Even though a California administrator described Holmes as a "top of the top" honors student, a former researcher at Salk told the Los Angeles Times that Holmes wasn't a good worker and shouldn't have ever been accepted into the summer program.

"His grades were mediocre. I've heard him described as brilliant. This is extremely inaccurate," John Jacobson said.

Jacobson, who Holmes listed as a mentor but said he merely ran the lab in which Holmes worked,, said he was accepted into the camp because he had a background in computer programming. But when he was tasked with writing code for an experiment, he failed.

"What he gave me was a complete mess," he told the paper.

Another researcher at Salk said Holmes had acquired a reputation as a "dolt," though he admitted he never knew Holmes personally.

David Eagleman, who currently runs the Initiative on Neuroscience and the Law at Baylor University, said a widely circulated video of Holmes making a presentation at the institute was misleading. Eagleman said the words were prepared by his advisers.

"He was just given the presentation to read," Eagleman told USA Today. "He wasn't any sort of superscientist when he was 18."

Still, Aurora Police Chief Daniel Oates said the booby-trap found at Holmes' apartment which intended to kill police officers was unlike anything he had seen before.

Also, CBS News senior correspondent John Miller reported that the shooter had a hit ratio twice of what a police officer might have engaging with armed assailants in a street setting. That suggests that the suspect -- who is believed to have planned his assault with precision -- must have practiced shooting prior to the attack.

(Watch at left)

Holmes spent a year in Colorado's small doctoral program, surrounded by scientists and roughly three dozen classmates delving into the inner workings of the brain.

The university isn't saying if it had any warning signs.

Eagleman told The Associated Press, however, the intimacy of the program and its focus on the brain may not have been enough for staff and students to detect that Holmes was on a course leading to what he's accused of doing.
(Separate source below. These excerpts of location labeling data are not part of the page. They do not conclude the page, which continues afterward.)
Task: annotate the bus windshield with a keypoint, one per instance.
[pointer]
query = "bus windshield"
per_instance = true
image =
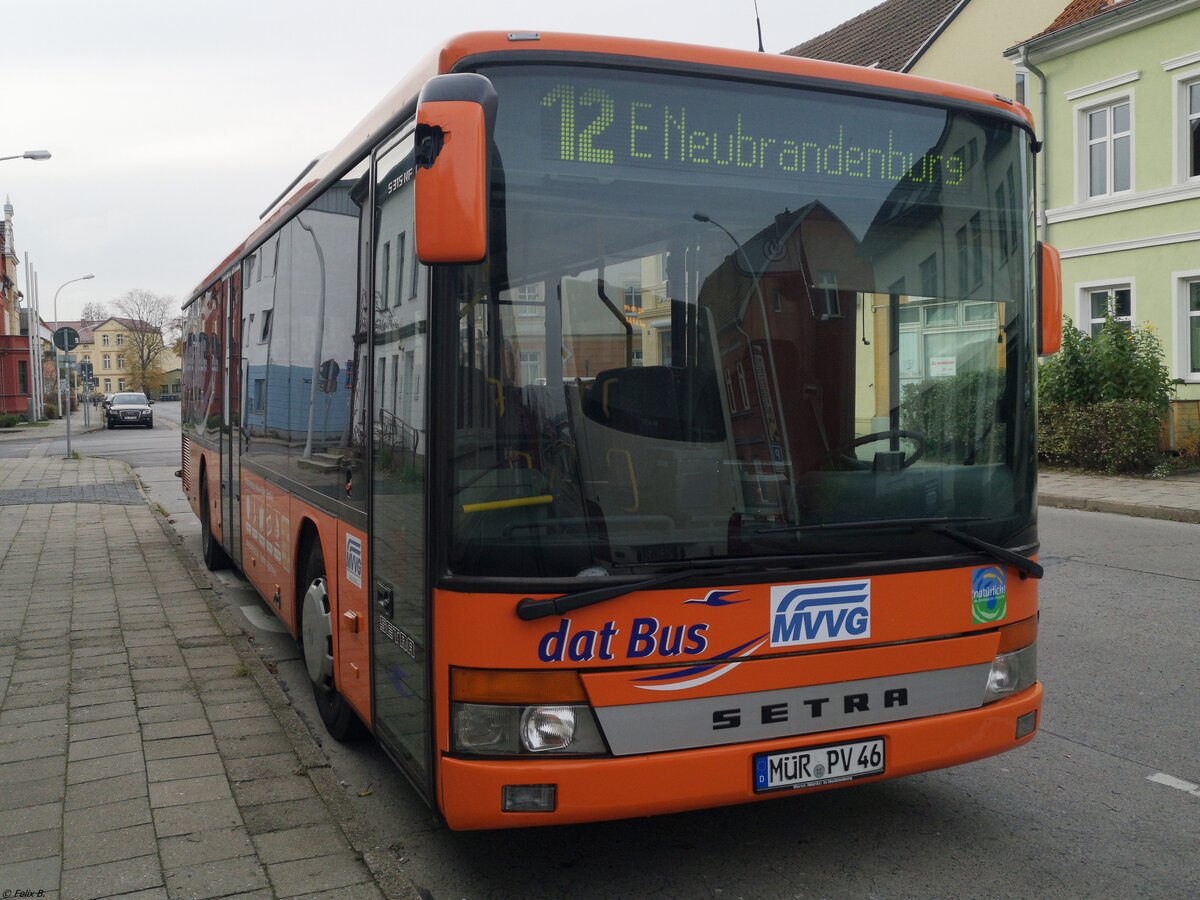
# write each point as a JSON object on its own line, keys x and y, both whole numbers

Supported by the prestigious federal grant, Holmes was studying such topics as how the brain works or malfunctions, or helping develop drugs to treat epilepsy and other disorders.

But it is not behavioral science or psychology, experts note.

Eagleman said some neuroscientists are experts in mental illnesses and aberrant behavior, but others spend most of their time studying molecular chemistry.

"It's really only a fraction of professors" who could identify a simmering mental disorder, Eagleman said. "Many people in neuroscience are not specialized in the issue of picking up mental illness ... There are plenty of people who just study mice and cats and stuff like that."

The school refuses to say what specifically Holmes studied. But an online syllabus listed him as making a presentation in May during a class called "Biological Basis of Psychiatric and Neurological Disorders."

"He had, as is now common knowledge, excellent academic credentials," said Barry Shur, dean of the university's graduate program.

Shur said the graduate program is "like a family" in which faculty carefully monitor students' progress.

"It would be a logical step to assume there were people in that program who worked closely with him and would have the expertise to assess his behavior," said Mary Ellen O'Toole, a former FBI profiler and the author of the book "Dangerous Instincts: How Gut Feelings Betray Us."

"But being able to recognize concerning, troubling behavior does not mean you can prevent a mass homicide," O'Toole said. "There are many people at a university level who act quirky and strange and don't go out and commit mass murder."

Academics studying the human brain may not have the same ability to size up threats as someone who makes his living spending time with people firing guns, O'Toole said.